A proposed rule change affecting the medical marijuana registry program has been ripped by the state Joint Committee on Administrative Rules (JCAR).
The Bureau of Health Care Services, which is within the Department of Licensing and Regulatory Affairs (LARA), has proposed requiring an online-only registration system for medical marijuana patients. The bureau argued that the online system would be more efficient and eliminate applications that were hard to read and missing information.
The National Patients Rights Association, a pro-medical marijuana group, issued a statement saying, “In light of the proposed online registration, we are concerned for the patients who may not have access to the Internet. This is most often the case for patients who are elderly, live in rural areas or are disabled. It is important to continue the option of paper applications for their convenience.”
Rep. John Pappageorge (R-Troy), chair of JCAR, seemed to side with patients on this one and ordered the bureau to review the requirement. He suggested that a paper application be available for patients who cannot access a computer. When a LARA official suggested that the paper requirement would cause problems for the department, Pappageorge replied, “You have to eat those problems. Focus on the public, not on the efficiency of your operation.”
Technology and medical marijuana have crossed paths recently in a unique fashion. The Israeli company Syqe Medical has developed a pocket-sized, metered-dose inhaler for medical marijuana that is Wi-Fi-enabled and can be connected to a smart phone or tablet. In addition, 75 percent of the parts can be produced on a 3-D printer.
The Israelis have lapped us again when it comes to medical marijuana, while American politicians keep claiming we don’t know enough about the weed.
The Syqe inhaler, a vaporizer of sorts, can deliver a measured dose that patients and doctors can monitor to ensure that it’s being correctly administered.
“We are directly manipulating the human psyche in a very precise manner,” Syqe CEO Perry Davidson told the Wall Street Journal. “A physician could prescribe a custom-tailored, individualized treatment for that patient, and not have a hit or a miss, but a very close hit on the accurate dosing that the patient required.”
A video about the inhaler makes the case that this “precise and predictable” system will deliver cannabis with “pharmaceutical level precision.”
I don’t know that this is such a big breakthrough as the Syqe propaganda claims, but it sounds way cool that it can be made with a 3-D printer. Maybe it will send marijuana fans everywhere out to the 3-D printer store and push that technology over the top.
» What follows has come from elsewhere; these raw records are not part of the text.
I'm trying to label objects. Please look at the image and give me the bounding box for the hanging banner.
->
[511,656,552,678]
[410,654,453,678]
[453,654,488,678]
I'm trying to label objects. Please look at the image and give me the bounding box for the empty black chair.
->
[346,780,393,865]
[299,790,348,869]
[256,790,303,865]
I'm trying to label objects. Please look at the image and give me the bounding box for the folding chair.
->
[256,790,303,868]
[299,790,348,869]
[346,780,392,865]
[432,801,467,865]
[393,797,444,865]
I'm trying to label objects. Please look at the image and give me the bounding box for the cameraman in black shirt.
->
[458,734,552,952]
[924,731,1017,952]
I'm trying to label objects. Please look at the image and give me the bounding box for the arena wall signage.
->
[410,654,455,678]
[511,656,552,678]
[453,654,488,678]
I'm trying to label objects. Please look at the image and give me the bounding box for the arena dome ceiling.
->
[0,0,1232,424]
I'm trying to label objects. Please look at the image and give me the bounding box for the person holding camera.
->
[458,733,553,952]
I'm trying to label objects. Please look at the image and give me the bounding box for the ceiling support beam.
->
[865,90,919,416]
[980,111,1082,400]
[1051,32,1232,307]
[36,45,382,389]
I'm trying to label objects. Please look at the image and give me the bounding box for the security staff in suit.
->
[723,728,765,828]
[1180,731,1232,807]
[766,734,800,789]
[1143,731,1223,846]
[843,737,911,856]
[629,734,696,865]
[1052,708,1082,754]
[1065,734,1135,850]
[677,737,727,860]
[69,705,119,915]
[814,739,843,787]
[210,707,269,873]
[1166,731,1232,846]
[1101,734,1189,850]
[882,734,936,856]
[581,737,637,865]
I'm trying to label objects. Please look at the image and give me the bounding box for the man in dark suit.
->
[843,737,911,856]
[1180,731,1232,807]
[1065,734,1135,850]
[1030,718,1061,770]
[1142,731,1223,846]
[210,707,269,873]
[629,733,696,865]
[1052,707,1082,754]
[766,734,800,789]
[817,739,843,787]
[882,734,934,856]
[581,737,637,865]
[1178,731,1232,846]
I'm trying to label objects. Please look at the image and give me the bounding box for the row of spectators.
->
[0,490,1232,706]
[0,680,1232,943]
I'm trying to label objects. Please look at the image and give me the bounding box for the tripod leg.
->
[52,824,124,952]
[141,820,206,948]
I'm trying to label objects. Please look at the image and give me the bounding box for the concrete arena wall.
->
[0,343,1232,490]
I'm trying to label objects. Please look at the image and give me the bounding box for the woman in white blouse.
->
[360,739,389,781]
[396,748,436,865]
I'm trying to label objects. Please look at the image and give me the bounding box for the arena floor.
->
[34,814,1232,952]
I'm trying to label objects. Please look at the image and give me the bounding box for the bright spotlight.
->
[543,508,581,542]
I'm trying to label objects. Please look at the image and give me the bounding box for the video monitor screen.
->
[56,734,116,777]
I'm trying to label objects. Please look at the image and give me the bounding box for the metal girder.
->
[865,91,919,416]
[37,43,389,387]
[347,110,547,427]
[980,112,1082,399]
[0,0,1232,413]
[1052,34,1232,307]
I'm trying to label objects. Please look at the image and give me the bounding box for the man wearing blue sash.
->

It took several months, but in July the sales of recreational marijuana surpassed that of medical marijuana in Colorado for the first time in July. That month, the state collected $838,711 from a 2.9 percent tax on the medical kind and $2.97 million from a 10 percent sales tax on the recreational kind. Calculations from the Cannabist, a Colorado site focused on marijuana news, made the call that recreational beat medical by just under $1 million in sales.
Speaking of taxes, the folks from nerdwallet.com have produced an analysis showing retail production and sales of marijuana in the United States would produce about $3 billion in taxes annually. The state-by-state analysis took usage, market size, and local tax rates into account and assumed a 15 percent excise tax on commercial production. Something in this range was reported several years back. Maybe if we keep repeating those words it will become true.